Le gouvernement du général Doumbouya a interdit les manifestations publiques et ceux qui manifestent sont réprimés violemment. Selon Amnesty International, 47 personnes au moins ont été tuées pendant des manifestations entre juin 2022 et mars 2024. Plus de 75 % des victimes avaient moins de 25 ans et 40 % avaient moins de 18 ans. Un grand nombre de blessés dans ces manifestations étaient des enfants.
Elhadj Bailo Diallo, âgé de 16 ans, a perdu l’usage de son œil droit après avoir été frappé par une grenade lacrymogène tirée par les forces de défense et de sécurité. Thierno Madiou Diallo, âgé de 16 ans lui aussi, a été pris pour cible et l’une de ses jambes a dû être amputée. La plus jeune blessée est une fillette de 9 ans, frappée d’une balle perdue alors qu’elle était chez elle. Mamadou Sadjo Baldé, jeune manifestant, a déclaré que les forces de sécurité l’avaient forcé à entrer rapidement dans un véhicule et l’avaient battu. « Après m’avoir frappé, ils sont sortis du véhicule, ils m’ont donné deux fois des coups de pied, puis ils sont remontés dans le véhicule et sont partis », a dit M. Baldé à Amnesty International.
Les forces guinéennes sont aussi accusées de laisser derrière elle des victimes gravement blessées au lieu de leur prêter assistance.
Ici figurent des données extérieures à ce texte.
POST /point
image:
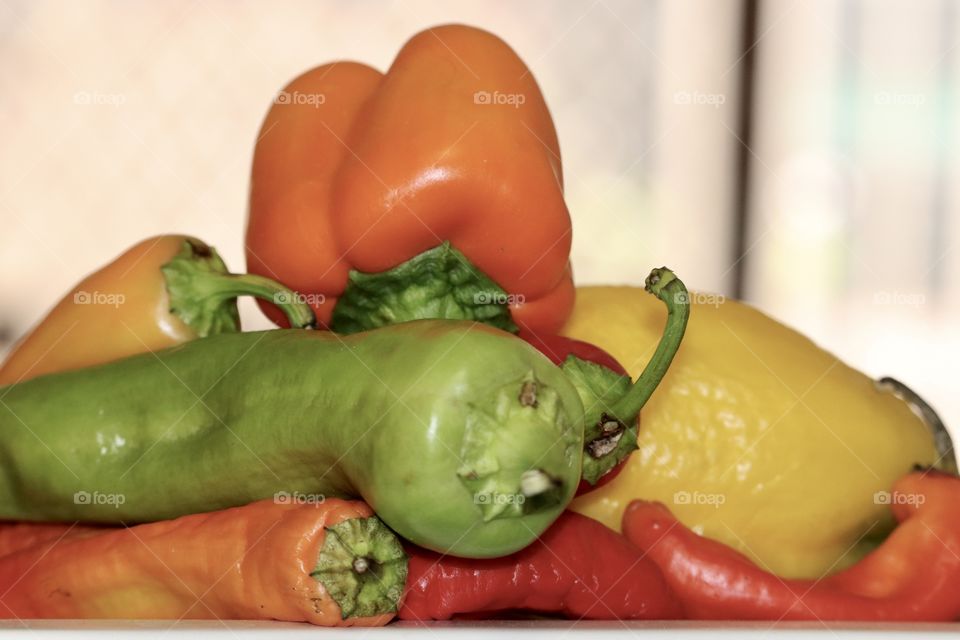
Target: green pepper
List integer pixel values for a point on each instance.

Certaines victimes ont été arrêtées et détenues sans soins médicaux, parfois pendant plusieurs jours. Les forces armées et les forces de sécurité guinéennes sont rarement condamnées pour un usage illégal de la force.
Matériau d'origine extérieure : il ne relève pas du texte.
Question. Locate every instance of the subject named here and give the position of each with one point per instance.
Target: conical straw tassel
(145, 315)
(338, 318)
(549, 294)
« Les autorités guinéennes doivent garantir les droits de liberté d’expression et de réunion pacifique, respecter strictement les principes du droit international sur l’usage de la force et des armes à feu pour mettre en application les lois, et assurer que tout blessé pendant une manifestation soit traité promptement par les services médicaux, sans demande de paiement à l’avance des frais médicaux », a déclaré Samira Daoud, directrice régionale d’Amnesty International pour l’Afrique occidentale et l’Afrique centrale, sur le site web de l’organisation.
L’espace médiatique de la Guinée est aussi en déclin au milieu des troubles, avec peu d’information entrant ou sortant du pays. La junte a limité l’accès à l’Internet, coupé les émissions de radio et télévision, et réprimé les chaînes médiatiques indépendantes.
En décembre 2021, la junte a établi une Cour de répression des infractions économiques. Toutefois, selon Mme Boucher, la cour a seulement investigué, poursuivi et condamné des anciens membres du gouvernement et des membres de l’opposition.
« En saisissant le pouvoir, la junte de Doumbouya … a l’air de vouloir affirmer le droit de gouverner que les forces armées guinéennes pensent détenir », écrit-elle.